Launched by the Institute in 2017, the UC Berkeley Research to Impact lecture series focuses on programming regarding critical and cutting-edge scholarship. Symposia topics have ranged from high-stakes issues such as: the criminalization of African American and Latino teens; political knowledge and engagement in communities of color; and disability studies. The series, collaboratively curated by Institute faculty, has hosted such leaders as Richard Reeves of the Brookings Institute speaking on “Dream Hoarders: How the American Middle Class is Leaving Everyone Else in the Dust”; Victor Rios from UC Santa Barbara on “The Mis-Education and Criminalization of Black and Latino Boys”; Cathy Cohen on “Reimagining Political Knowledge: Race and the Carceral State”; and a panel on family separations featuring Ericka Huggins, Heidi Castaneda and Angie Junck. These lectures have drawn hundreds of attendees from across UC Berkeley and the local community.

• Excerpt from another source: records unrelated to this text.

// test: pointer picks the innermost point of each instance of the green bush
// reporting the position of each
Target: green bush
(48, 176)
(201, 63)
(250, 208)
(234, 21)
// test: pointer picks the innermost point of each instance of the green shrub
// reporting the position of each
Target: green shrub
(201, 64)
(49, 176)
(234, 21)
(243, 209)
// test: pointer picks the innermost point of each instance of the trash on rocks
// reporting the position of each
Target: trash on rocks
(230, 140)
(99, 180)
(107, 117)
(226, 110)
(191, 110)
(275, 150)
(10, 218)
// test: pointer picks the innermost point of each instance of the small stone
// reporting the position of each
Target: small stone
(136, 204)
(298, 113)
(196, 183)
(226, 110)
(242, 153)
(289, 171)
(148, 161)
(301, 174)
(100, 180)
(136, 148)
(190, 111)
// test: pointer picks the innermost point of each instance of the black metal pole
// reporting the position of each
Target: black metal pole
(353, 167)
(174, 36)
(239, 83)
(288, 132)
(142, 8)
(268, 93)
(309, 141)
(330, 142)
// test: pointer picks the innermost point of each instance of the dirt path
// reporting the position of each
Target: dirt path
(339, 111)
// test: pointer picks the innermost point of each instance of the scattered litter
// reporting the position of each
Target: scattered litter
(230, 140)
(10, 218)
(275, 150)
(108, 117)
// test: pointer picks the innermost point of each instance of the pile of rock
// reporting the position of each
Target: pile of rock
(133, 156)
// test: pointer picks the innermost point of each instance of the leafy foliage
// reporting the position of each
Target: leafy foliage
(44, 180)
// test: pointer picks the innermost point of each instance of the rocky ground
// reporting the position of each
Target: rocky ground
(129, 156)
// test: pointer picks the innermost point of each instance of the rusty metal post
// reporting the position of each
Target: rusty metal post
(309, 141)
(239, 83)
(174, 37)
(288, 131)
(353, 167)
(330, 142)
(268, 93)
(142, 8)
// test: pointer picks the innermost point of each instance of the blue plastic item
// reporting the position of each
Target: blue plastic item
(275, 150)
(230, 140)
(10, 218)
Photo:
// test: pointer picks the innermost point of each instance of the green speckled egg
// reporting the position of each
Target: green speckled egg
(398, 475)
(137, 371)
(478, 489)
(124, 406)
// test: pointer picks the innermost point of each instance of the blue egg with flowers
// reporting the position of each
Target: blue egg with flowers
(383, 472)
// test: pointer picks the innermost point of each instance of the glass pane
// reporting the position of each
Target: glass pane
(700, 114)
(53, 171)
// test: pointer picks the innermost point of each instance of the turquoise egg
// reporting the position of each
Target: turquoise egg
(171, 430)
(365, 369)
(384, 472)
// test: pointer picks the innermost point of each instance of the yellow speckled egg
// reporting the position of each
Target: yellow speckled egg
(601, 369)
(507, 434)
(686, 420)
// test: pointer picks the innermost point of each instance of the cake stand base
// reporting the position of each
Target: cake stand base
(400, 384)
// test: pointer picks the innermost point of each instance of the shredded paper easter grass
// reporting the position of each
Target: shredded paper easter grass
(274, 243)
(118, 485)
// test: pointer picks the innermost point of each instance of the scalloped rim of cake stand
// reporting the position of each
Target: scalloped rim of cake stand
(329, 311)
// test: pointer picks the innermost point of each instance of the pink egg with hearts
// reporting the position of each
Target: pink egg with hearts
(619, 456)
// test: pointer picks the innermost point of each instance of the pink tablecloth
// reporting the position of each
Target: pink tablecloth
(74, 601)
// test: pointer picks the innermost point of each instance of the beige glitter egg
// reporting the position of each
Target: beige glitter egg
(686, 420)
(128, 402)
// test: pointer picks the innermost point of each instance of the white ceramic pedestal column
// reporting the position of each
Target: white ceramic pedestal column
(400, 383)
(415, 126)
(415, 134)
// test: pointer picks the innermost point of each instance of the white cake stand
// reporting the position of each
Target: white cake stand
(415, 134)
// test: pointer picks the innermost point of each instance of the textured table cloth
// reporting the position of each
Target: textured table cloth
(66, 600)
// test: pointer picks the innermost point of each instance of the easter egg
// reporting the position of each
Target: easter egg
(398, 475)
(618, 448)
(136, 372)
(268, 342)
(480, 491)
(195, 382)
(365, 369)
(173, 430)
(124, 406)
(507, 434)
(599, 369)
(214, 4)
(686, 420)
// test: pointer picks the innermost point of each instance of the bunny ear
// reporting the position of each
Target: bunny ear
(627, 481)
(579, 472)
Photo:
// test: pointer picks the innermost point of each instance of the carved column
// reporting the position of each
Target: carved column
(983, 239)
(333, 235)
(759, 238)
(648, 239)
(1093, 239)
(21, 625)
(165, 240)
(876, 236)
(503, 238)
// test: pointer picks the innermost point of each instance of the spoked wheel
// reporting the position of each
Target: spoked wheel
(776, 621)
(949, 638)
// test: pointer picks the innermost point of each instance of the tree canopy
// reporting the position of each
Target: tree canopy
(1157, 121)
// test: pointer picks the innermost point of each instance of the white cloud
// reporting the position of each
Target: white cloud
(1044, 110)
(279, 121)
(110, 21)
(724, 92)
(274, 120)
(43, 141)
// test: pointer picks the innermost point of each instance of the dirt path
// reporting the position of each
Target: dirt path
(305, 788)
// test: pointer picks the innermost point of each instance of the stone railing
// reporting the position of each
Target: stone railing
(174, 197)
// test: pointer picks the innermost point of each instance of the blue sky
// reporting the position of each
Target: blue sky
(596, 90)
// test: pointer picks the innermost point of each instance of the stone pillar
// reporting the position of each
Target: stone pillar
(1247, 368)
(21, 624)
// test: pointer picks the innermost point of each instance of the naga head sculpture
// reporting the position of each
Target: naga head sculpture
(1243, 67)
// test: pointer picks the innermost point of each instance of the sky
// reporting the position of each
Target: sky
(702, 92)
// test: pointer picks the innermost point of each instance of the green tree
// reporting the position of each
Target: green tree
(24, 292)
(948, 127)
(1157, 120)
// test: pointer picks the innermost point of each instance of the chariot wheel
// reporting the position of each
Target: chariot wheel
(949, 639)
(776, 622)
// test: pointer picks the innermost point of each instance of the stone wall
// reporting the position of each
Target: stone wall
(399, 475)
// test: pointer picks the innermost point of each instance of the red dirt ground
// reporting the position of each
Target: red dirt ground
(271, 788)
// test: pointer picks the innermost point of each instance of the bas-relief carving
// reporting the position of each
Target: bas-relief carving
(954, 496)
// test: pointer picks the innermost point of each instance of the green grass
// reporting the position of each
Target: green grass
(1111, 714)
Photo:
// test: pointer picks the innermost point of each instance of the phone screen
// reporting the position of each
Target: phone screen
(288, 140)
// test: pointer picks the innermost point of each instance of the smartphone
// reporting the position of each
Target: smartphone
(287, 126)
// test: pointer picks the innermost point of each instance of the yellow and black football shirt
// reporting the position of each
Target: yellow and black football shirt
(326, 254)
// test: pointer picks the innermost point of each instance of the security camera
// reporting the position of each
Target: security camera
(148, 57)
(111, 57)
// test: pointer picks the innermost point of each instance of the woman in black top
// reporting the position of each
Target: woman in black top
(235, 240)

Another critical contribution to public education from Institute faculty, led by associate director Denise Herd, was a large-scale campuswide initiative commemorating the 400th anniversary of the forced arrival of enslaved Africans in the English Colonies. The 400 Years of Resistance to Slavery and Injustice initiative curated dozens of events for the 2019-2020 academic year on campus with scholars, activists, and artists from around the country reflecting on the enduring legacies of slavery and Jim Crow, looking at the Civil Rights era, our current era, and trying to imagine a future based on justice, reconciliation, and belonging. The initiative was launched with a day-long symposium in August 2019 featuring more than a dozen speakers from backgrounds in history, African American studies, and activism, which drew hundreds of attendees. As the principal organizer of the initiative, the Institute also developed a website with event details and videos, as well as educational resources for people to learn more about African American history. Among those resources is an interactive timeline with almost 200 entries with descriptions and images of key events and moments from 1619 to 2019.
The Othering & Belonging Institute faculty clusters set UC Berkeley apart from other academic institutions as one of the few campuses in the nation combining faculty diversity recruitment, scholarly and policy-oriented research, and educational programming.